Wilkie recalls a few people who did try to start the conversation with him about his mental health. Unfortunately, he felt unsafe discussing his feelings and feared the judgement of others. He simply didn’t know how to take advantage of the few opportunities that were given to him.
Wilkie fell into a cycle of partying and drug abuse he couldn’t shake – from team to team, the cycle would reappear, and everything would fall apart again.
“I couldn’t figure out why this pattern just kept going on and it was because of me,” he said.
It wasn’t until Wilkie’s daughter was born that he saw himself through a different lens.
“For the first time in my life, I really experienced what love is,” he explained.
New responsibility and love for his daughter finally started Wilkie on his healing journey.

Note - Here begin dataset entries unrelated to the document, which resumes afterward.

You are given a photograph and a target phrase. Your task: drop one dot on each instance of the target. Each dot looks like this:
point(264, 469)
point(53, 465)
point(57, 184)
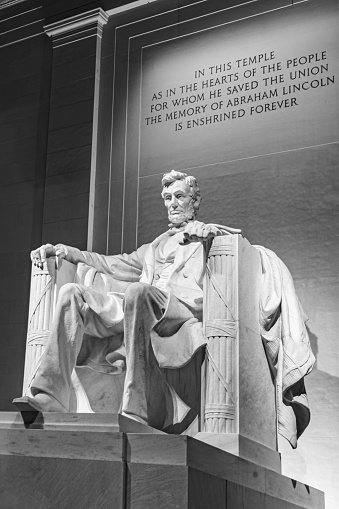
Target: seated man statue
point(164, 296)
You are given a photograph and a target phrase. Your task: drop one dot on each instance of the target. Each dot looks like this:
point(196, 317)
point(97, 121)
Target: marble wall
point(86, 136)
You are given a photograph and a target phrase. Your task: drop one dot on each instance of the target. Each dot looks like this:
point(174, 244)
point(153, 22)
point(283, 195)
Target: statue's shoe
point(42, 402)
point(134, 418)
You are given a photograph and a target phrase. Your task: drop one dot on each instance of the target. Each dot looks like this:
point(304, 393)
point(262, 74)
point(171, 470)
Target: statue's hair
point(173, 175)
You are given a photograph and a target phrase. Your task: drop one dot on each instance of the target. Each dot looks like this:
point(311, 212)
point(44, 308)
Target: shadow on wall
point(314, 345)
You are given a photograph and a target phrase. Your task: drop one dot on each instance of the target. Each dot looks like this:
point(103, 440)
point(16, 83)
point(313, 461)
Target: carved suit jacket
point(185, 282)
point(282, 321)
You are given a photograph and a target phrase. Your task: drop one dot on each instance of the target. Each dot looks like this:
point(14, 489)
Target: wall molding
point(77, 27)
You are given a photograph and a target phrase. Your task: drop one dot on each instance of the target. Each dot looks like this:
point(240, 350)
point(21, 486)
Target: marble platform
point(99, 461)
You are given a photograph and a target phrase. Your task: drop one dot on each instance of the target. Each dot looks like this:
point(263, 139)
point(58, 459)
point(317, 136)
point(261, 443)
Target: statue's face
point(179, 202)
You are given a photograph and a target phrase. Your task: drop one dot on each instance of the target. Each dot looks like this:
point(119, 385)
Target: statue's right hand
point(38, 256)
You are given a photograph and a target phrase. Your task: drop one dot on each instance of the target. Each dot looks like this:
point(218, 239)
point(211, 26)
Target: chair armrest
point(45, 286)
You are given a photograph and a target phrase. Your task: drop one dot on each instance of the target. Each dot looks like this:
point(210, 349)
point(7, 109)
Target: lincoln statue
point(162, 298)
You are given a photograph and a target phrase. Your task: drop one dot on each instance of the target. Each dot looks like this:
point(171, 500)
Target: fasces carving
point(39, 319)
point(220, 327)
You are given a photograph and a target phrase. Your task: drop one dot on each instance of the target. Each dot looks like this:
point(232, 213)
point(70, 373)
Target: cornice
point(9, 3)
point(77, 27)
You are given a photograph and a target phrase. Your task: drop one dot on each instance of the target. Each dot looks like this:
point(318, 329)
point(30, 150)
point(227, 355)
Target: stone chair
point(227, 385)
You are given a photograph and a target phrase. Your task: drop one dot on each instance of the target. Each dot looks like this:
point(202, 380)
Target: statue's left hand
point(196, 231)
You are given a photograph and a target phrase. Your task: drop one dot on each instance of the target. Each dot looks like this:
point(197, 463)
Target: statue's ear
point(197, 202)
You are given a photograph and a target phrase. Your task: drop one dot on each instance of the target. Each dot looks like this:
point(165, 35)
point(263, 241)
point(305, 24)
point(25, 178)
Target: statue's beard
point(179, 215)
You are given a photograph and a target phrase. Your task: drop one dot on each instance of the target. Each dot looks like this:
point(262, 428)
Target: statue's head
point(181, 195)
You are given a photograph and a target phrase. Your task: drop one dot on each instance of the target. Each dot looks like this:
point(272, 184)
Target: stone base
point(244, 448)
point(71, 460)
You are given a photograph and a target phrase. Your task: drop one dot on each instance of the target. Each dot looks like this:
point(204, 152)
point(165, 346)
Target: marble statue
point(152, 310)
point(164, 297)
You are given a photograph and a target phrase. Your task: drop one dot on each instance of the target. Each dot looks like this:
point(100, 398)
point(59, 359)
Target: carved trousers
point(82, 310)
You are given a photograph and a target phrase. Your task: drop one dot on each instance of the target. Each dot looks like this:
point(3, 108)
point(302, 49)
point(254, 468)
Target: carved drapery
point(220, 328)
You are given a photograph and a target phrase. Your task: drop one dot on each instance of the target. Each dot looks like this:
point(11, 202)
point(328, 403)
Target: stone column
point(73, 126)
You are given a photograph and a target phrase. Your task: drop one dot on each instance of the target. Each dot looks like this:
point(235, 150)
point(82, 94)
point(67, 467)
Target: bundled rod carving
point(220, 330)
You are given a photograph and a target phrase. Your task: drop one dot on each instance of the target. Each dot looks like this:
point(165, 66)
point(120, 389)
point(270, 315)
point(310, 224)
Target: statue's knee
point(68, 292)
point(136, 292)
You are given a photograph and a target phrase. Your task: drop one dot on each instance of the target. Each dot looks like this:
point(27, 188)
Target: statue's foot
point(42, 402)
point(135, 418)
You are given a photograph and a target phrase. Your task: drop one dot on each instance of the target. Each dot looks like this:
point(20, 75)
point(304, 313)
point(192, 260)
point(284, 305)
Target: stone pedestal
point(85, 461)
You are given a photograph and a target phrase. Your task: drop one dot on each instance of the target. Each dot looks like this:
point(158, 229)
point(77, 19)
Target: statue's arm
point(125, 267)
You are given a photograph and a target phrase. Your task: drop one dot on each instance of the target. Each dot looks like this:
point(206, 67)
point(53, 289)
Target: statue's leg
point(144, 307)
point(77, 311)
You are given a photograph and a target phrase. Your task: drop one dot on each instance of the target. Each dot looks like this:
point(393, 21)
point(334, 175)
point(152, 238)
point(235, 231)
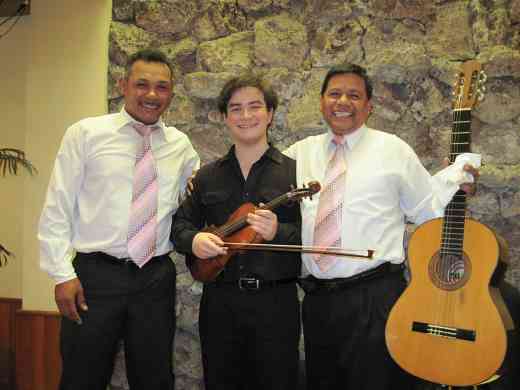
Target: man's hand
point(468, 188)
point(189, 187)
point(207, 245)
point(264, 222)
point(69, 297)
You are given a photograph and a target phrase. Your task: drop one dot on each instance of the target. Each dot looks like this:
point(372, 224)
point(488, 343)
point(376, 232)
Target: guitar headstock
point(307, 191)
point(469, 85)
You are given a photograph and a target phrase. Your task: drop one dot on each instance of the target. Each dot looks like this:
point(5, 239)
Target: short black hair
point(147, 55)
point(243, 81)
point(348, 69)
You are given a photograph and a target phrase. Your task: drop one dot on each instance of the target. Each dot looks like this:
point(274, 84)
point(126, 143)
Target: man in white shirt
point(103, 290)
point(347, 300)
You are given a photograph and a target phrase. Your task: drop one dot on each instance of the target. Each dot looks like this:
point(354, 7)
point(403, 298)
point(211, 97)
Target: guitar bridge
point(444, 331)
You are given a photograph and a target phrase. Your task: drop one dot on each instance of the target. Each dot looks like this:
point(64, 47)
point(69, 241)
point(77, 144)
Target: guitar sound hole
point(448, 271)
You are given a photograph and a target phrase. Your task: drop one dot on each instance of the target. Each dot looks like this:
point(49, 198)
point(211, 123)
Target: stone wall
point(412, 49)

It was a twenty-year process and something that required total commitment.
“So many people are looking for a quick fix instead of being prepared to do what really needs to be done – and that’s to take a long hard look in the mirror and identify the things that need to happen to make them whole again.”
While Wilkie made progress with his mental well-being, he couldn’t ignore the same patterns of promoting anxiety and depression that were prevalent in sports and felt compelled to do more. He completed his life coaching certificate where he learned how to take his own experiences and stories and put them into teachable contexts. He discovered more and more youth wanted an opportunity to talk and were looking for the tools to support their mental health.
In 2008 Wilkie founded I Got Mind – an organization committed to promoting the importance of mental health in the sporting world. I Got Mind has travelled across the country talking to youth, coaches, and parents all to promote mental health. He recently spoke at the Distress Centre in Calgary, sharing his story. It is an organization that could have helped him if he had been able to reach out.
“Being asked to speak was a great honour,” Wilkie said. “I have been in those places personally with mental health where I felt like [suicide] was the best option and now, after the healing, I have an understanding of how I got there.”
Wilkie is a believer in sharing stories and committing to progress. He says that while we talk about mental health more today, we still seem to be missing the critical education needed.
“The power of the movement is fantastic,” Wilkie exclaims. “The problem is there is not enough education out there for what it means and how they need to do things differently. It’s learning a whole new skill set.”
Along with the rest of the team of passionate athletes and mental health experts at I Got Mind, Wilkie continues to share his story of hope, and offer resources both in-person and online for athletes, coaches, and parents.